It is always a pleasure when research succeeds in deconstructing the simple portraits of the evolution of living things that still dominate people’s minds. According to these schematic and incorrect views, it is as if organisms are always “in search of progress”; Every detail of anatomy and behavior would play a clear and specific role in the “struggle for survival”.
Balela. It’s much more complicated and interesting in the real world, as shown by a study by Brazilian researchers of inner ear structures without which no terrestrial vertebrate, including you, could run or roam around.
I am referring to the semicircular canals, and only those suffering from labyrinthitis can attest to the importance of their function. These three interconnected tubes, similar to bone donuts, house a fluid called endolymph and are attached to areas full of cells that act as sensors.
When a person or animal’s head moves, the fluid also moves within the semicircular channels, and cellular sensors detect changes and allow fine adjustments to be made to the body’s balance.
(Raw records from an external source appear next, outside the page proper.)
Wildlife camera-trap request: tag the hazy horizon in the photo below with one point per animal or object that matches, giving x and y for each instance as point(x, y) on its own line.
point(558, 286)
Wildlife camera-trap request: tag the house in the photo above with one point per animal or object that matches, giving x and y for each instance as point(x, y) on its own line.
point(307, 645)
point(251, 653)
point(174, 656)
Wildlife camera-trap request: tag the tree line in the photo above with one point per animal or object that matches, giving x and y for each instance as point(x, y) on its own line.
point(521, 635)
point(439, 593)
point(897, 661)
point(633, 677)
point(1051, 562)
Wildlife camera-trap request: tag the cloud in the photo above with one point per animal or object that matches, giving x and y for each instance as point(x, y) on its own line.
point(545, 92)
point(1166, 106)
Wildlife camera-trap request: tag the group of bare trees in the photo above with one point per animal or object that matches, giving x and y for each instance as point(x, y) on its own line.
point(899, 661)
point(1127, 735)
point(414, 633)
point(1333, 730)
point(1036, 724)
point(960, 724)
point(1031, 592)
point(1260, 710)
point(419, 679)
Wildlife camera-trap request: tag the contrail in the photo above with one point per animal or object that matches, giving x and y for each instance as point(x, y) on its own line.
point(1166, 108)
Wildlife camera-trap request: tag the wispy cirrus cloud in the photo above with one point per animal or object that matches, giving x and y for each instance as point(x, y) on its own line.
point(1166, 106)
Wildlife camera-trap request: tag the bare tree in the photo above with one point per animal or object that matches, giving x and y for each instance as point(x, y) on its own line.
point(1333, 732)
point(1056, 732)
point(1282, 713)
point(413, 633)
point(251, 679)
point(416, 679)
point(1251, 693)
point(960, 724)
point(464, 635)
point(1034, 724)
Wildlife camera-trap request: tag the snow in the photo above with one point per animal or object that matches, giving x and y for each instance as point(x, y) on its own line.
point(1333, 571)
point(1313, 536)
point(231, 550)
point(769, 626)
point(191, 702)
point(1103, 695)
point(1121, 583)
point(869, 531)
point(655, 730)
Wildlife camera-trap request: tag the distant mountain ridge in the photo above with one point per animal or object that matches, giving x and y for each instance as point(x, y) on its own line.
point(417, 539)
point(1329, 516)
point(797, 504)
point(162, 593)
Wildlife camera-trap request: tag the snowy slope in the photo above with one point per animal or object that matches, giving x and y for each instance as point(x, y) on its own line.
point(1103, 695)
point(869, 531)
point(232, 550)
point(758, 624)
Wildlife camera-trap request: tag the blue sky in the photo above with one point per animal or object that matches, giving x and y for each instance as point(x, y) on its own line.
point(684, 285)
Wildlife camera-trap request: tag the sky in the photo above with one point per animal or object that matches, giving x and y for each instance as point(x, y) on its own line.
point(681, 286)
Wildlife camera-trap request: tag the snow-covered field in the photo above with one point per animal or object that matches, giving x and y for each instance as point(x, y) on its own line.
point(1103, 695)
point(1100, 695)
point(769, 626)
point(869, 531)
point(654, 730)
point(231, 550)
It makes sense that this system is very important for flying bugs that need to make quick changes in trajectory up and down for all sides – in addition to focusing the view during those complex movements. Hence the idea that the semicircular canals of birds would have been specifically designed to solve the hairy problems of balance in flight.
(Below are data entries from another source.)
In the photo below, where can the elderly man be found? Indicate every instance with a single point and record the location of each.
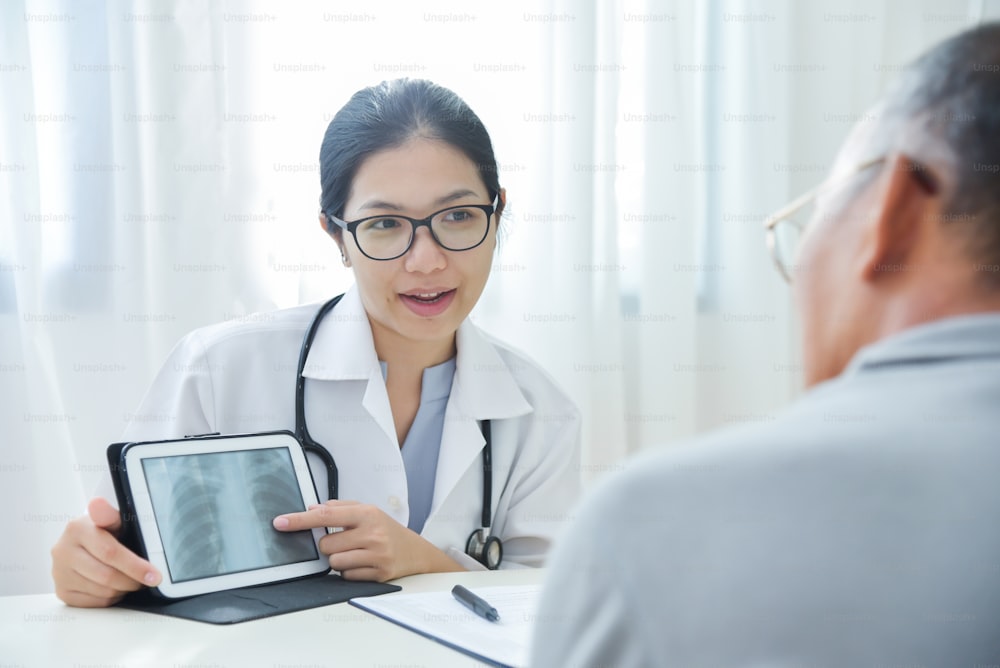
(862, 526)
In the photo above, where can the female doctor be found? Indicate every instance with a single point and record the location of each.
(400, 388)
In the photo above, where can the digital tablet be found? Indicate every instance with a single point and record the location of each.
(204, 506)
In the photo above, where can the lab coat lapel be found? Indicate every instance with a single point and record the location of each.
(483, 389)
(345, 350)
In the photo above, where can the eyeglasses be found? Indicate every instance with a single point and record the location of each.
(786, 226)
(387, 237)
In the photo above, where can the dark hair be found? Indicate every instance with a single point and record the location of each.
(953, 93)
(387, 116)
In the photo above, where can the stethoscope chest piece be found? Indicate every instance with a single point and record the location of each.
(484, 548)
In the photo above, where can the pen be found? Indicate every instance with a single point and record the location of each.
(474, 603)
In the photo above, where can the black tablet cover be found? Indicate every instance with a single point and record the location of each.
(233, 605)
(247, 603)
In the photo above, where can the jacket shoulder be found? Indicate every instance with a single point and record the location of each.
(264, 326)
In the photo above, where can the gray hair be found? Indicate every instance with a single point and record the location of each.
(952, 93)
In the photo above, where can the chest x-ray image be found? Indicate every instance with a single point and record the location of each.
(214, 512)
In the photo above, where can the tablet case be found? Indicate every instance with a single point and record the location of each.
(248, 603)
(233, 605)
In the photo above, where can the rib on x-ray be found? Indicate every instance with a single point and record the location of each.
(215, 510)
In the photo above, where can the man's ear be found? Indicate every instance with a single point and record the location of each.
(895, 220)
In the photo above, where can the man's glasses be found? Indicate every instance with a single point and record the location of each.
(387, 237)
(785, 227)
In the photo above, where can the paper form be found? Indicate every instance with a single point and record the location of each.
(439, 616)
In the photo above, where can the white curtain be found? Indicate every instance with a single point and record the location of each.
(159, 171)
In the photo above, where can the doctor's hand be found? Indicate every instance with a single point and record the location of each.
(91, 569)
(371, 545)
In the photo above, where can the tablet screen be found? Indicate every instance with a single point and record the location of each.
(214, 511)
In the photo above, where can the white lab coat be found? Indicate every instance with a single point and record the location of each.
(239, 377)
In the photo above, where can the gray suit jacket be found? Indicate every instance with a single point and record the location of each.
(860, 528)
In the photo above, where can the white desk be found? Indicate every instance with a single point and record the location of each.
(41, 631)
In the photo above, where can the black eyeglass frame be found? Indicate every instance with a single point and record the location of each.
(352, 227)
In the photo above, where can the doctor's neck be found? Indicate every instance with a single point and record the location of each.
(403, 353)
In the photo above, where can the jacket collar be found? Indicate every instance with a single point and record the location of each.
(345, 350)
(961, 337)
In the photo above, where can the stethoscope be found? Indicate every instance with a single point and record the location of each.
(481, 546)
Mario Bronzati and his colleagues from USP in Ribeirão Preto and other institutions put this idea to the test in a study that has just been published in the current journal Current Biology. The judgment? It is better to forget this business that the canals of birds were created “for flight” simply because very similar things already existed in the skulls of some of the first dinosaurs, ancestors of birds (they are strictly speaking nothing more than two-legged and feathered dinosaurs that escaped mass extinction 66 million years ago).
In fact, the semicircular canals of birds are quite large, but the size of the structures in certain dinosaurs was comparable. The well-rounded shape that is typical of the canals in birds is not exclusive to them either and actually seems to be more related to the shape of the skull – rounder skulls “ask” about this design so that everything fits together without proper functional reasons.
Was it absolutely necessary to have large canals to fly? No, the pterosaurs, distant cousins of dinosaurs and birds, didn’t have them and still flew without the slightest problem. Apparently it was a much more general need – that of precise coordination between movements of the eyes, head, and neck during rapid movements – that was responsible for creating the pattern that remains in the feathered animals of today. Running, jumping from tree to tree or flying are equally important tasks for these structures.
One final irony: alligators and crocodiles – even more distant relatives of birds and dinosaurs, but still members of the same large group – have very different channels that were not necessarily the same shape in their distant ancestors. Rather than “getting stuck in the time of the dinosaurs,” these semi-aquatic animals have never stopped evolving. You and the rest of your life, of course.